Maine College of Art & Design
2023 BFA Exhibition
May 5 – 19, 2023
Info


Della Jeanette Harris


Belongings once mine, that are lost in time - become trace marks on a path toward the structure of mind

My sudden entrance into adulthood, left me learning many life lessons for the first time at a young age. As an adult looking back on my early childhood, I’ve found gaping holes in the structure of my mind. Through Belongings once mine, that are lost in time - become trace marks on a path toward the structure of mind, I can explore the possibility of reclaiming lost memories and piecing together what my reality once was. My work is more than photographs of the ruination that can occur over time. It invites viewers to accompany me on a journey through time and exploration.

I wouldn’t say my parent’s divorce, the loss of our home, and raising my little sister were traumatic. Rather, I would say it was the biggest lesson I could have experienced at that point in my life. Though my series is extremely personal for myself and my family it connects a broader group of people through family resilience and the pursuit of safety and structure in life. My series includes the use of photographs I found in my childhood home. They are enlarged to show their age and serve as a connection between my broken, tattered home, and my family. I am twelve years removed from a home I once considered safe, loving, and structured. Now all I see is destruction, conflict, and confusion.


Bio

Originally from a small town in New Hampshire, Harris and her family moved to Maine at a young age. There she grew up in a small close-knit community located in Eastport where she spent most of her teenage years. As a young girl, Harris often found herself exploring fantasy lands created by Cornelia Funke where Dragons were ridden by humans, and books turned to reality with a whisper of the tongue.
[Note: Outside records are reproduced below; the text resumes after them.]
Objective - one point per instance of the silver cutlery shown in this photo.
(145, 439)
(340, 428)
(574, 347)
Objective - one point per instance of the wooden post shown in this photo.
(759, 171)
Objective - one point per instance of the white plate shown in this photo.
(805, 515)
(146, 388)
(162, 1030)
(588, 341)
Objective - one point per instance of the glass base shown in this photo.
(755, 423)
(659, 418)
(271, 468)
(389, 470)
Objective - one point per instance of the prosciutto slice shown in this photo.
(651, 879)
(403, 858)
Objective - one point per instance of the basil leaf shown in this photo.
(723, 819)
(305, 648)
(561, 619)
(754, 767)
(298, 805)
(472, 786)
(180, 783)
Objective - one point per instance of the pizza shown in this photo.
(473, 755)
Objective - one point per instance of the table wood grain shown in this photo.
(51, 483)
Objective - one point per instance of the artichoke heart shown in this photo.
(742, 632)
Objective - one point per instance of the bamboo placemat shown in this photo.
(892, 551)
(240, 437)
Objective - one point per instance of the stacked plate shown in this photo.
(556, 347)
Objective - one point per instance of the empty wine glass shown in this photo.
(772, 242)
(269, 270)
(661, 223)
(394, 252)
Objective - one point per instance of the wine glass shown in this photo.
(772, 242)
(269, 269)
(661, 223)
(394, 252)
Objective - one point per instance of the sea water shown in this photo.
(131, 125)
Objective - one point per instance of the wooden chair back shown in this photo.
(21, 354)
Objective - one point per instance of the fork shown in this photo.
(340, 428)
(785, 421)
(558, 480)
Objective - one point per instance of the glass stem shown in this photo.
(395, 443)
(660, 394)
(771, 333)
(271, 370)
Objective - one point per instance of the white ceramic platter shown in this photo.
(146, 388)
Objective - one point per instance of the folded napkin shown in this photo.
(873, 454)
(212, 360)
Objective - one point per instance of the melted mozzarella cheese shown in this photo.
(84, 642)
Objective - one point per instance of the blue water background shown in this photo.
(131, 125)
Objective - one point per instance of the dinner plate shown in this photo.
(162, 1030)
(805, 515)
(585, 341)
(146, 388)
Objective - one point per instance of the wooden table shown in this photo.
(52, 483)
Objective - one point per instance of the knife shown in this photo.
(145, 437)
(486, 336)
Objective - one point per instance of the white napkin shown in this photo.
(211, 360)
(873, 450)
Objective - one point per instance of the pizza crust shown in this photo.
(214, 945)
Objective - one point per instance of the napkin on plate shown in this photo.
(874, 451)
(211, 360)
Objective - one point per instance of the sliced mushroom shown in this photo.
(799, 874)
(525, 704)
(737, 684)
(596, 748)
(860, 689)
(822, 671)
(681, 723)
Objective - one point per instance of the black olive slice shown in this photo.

In 2018, Harris reconnected with Photography after an upsetting experience. Now, Harris can be found exploring the woods with her camera as she often did with her father as a young girl, drinking coffee over a good book, and writing. Harris is interested in the relationship between the resilience in her own family behind closed doors and the decay of her childhood home she visited years later. Harris’s work discusses memory loss, the betrayal of the mind over time, and her complex relationship with her family as well as herself. Her work is more than photographs of the ruination that can occur, but invites viewers to accompany her on a journey through time.